Databases

Write-Ahead Logging (WAL)

Log the change before you touch the data — so a crash is always replayable

Write-ahead logging (WAL) is a durability protocol that forces a log record describing a change to durable storage before the changed data page is written, so a crash can always be recovered by replaying committed changes (redo) and rolling back uncommitted ones (undo).

  • Core invariantlog fsync before data
  • Commit cost1 sequential fsync
  • Recoveryredo + undo
  • Idempotency keyper-page LSN
  • Canonical algorithmARIES (1992)

Interactive visualization

Press play, or step through manually. The visualization is yours to drive — try it before reading on.

Open visualization fullscreen ↗

Watch the 60-second explainer

A condensed visual walkthrough — narrated, captioned, under a minute.

The one rule that makes a crash survivable

Picture a database in the middle of crediting your account $100. The change is made to the in-memory copy of a page — fast, but volatile. If the machine loses power right now, that page evaporates. The naive fix is to write the page straight to disk on every commit, but data pages are scattered randomly across the file, and forcing dozens of 8 KB random writes per transaction is brutally slow.

Write-ahead logging breaks the deadlock with one ordering rule: before any dirty data page is flushed to durable storage, the log records that describe its changes must already be durable. Instead of writing the page, you write a tiny record — "page P1, offset 40, old value 0, new value 100" — to a sequential log file and fsync that. The expensive random page writes are deferred and batched; only the cheap sequential log is forced on the commit path.

The payoff is durability without the cost. If the system crashes, the data files may be a mess — some committed changes never made it to disk, some uncommitted changes did. But the log is the source of truth. Recovery replays it: committed changes are redone, uncommitted changes are undone, and the database returns to a consistent state as if the crash never happened. WAL is how COMMIT keeps its promise even when the lights go out.

The precise mechanism: LSNs, redo, undo

Every log record gets a Log Sequence Number (LSN) — a monotonically increasing offset into the log. The LSN is the spine of the whole protocol:

  • Each data page stores a pageLSN: the LSN of the most recent log record that modified it. This is how recovery knows whether a change is already on disk.
  • Each log record stores a prevLSN: a back-pointer to the previous record of the same transaction, forming a per-transaction chain used for rollback.
  • Recovery applies a record's redo to a page only when pageLSN < record.LSN. If pageLSN ≥ record.LSN the change is already reflected, so redo is skipped. This single comparison is what makes redo idempotent — you can replay the log twice (or crash mid-recovery and restart) and get the same answer.

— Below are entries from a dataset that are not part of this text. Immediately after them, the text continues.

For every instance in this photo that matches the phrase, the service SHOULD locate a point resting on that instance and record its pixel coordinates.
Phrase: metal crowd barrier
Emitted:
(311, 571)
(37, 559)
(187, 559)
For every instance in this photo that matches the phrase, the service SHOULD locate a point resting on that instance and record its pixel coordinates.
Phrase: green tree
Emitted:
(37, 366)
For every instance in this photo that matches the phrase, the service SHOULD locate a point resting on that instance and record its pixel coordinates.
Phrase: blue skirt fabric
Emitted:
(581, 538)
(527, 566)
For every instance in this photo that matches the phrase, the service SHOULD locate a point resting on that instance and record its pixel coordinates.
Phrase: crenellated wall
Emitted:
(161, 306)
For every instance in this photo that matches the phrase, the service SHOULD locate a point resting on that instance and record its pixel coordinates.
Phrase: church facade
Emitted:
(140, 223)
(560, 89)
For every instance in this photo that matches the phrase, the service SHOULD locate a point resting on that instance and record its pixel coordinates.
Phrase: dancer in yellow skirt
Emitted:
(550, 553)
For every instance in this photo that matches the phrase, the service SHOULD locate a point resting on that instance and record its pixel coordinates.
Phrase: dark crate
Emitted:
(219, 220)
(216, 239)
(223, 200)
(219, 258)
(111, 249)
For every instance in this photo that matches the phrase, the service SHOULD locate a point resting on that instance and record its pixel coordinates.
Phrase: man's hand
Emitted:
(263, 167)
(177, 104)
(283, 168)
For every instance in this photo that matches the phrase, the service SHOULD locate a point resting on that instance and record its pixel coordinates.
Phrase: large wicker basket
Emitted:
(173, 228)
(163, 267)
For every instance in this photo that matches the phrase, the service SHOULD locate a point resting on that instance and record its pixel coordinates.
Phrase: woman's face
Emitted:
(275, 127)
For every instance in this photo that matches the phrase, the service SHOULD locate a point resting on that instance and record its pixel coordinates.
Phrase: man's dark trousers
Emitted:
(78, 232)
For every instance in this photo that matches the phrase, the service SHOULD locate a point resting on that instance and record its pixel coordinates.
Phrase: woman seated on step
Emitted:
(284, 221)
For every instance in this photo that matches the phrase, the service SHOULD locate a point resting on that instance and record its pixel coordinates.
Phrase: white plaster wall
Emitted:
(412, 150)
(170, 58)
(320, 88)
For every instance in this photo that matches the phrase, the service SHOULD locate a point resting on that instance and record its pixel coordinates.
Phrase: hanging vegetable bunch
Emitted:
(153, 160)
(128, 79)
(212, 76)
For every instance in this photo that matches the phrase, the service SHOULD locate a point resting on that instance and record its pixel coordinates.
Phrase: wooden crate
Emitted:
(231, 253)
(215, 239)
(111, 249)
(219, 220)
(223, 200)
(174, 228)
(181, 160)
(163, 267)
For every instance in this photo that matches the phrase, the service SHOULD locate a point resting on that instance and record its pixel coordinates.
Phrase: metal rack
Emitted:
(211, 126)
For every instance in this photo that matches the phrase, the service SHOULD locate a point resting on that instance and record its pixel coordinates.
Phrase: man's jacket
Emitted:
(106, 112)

The canonical recovery algorithm is ARIES (Algorithms for Recovery and Isolation Exploiting Semantics), published by C. Mohan and colleagues at IBM in 1992. It runs three passes over the log:

  1. Analysis. Scan forward from the last checkpoint to reconstruct the transaction table (who was active at the crash) and the dirty-page table (which pages had un-flushed changes, and from which recLSN onward).
  2. Redo. Replay all changes — even those of transactions that later aborted — starting from the oldest recLSN. This restores the database to its exact pre-crash state, a property ARIES calls "repeating history." The pageLSN ≥ LSN test skips work already on disk.
  3. Undo. Roll back every transaction that was still active at the crash, walking each transaction's prevLSN chain backward. Each undo writes a Compensation Log Record (CLR) describing the rollback, so a crash during recovery never re-undoes the same action.

Cost is dominated by the log scan and the I/O it triggers. Analysis and redo are O(records since checkpoint) in the log; undo is O(work of in-flight transactions). Checkpoints bound the first two, so restart time is proportional to recent activity, not the lifetime of the database.

When WAL is the right tool (and when it isn't)

  • Any system that must survive crashes with committed data intact — relational databases (PostgreSQL, SQLite, MySQL/InnoDB), and the recovery layer beneath LSM-tree key-value stores.
  • Write-heavy OLTP, where deferring random page writes and using group commit turns thousands of transactions into a handful of sequential fsyncs.
  • Replication and point-in-time recovery. The log is a serialized history of every change, so streaming it to a replica gives physical/logical replication for free, and archiving it enables restoring to any past instant.
  • Filesystems, where the same idea is called journaling: write the metadata change to the journal, fsync, then update the inodes and bitmaps.

WAL is the wrong tool when durability simply doesn't matter — an in-memory cache, a scratch table, or analytics over data you can re-derive. It also doubles your write volume in the worst case (every change is written once to the log and once to the data file), so on pure-append, write-once workloads a log-structured design that is the log (an LSM-tree) can be cheaper.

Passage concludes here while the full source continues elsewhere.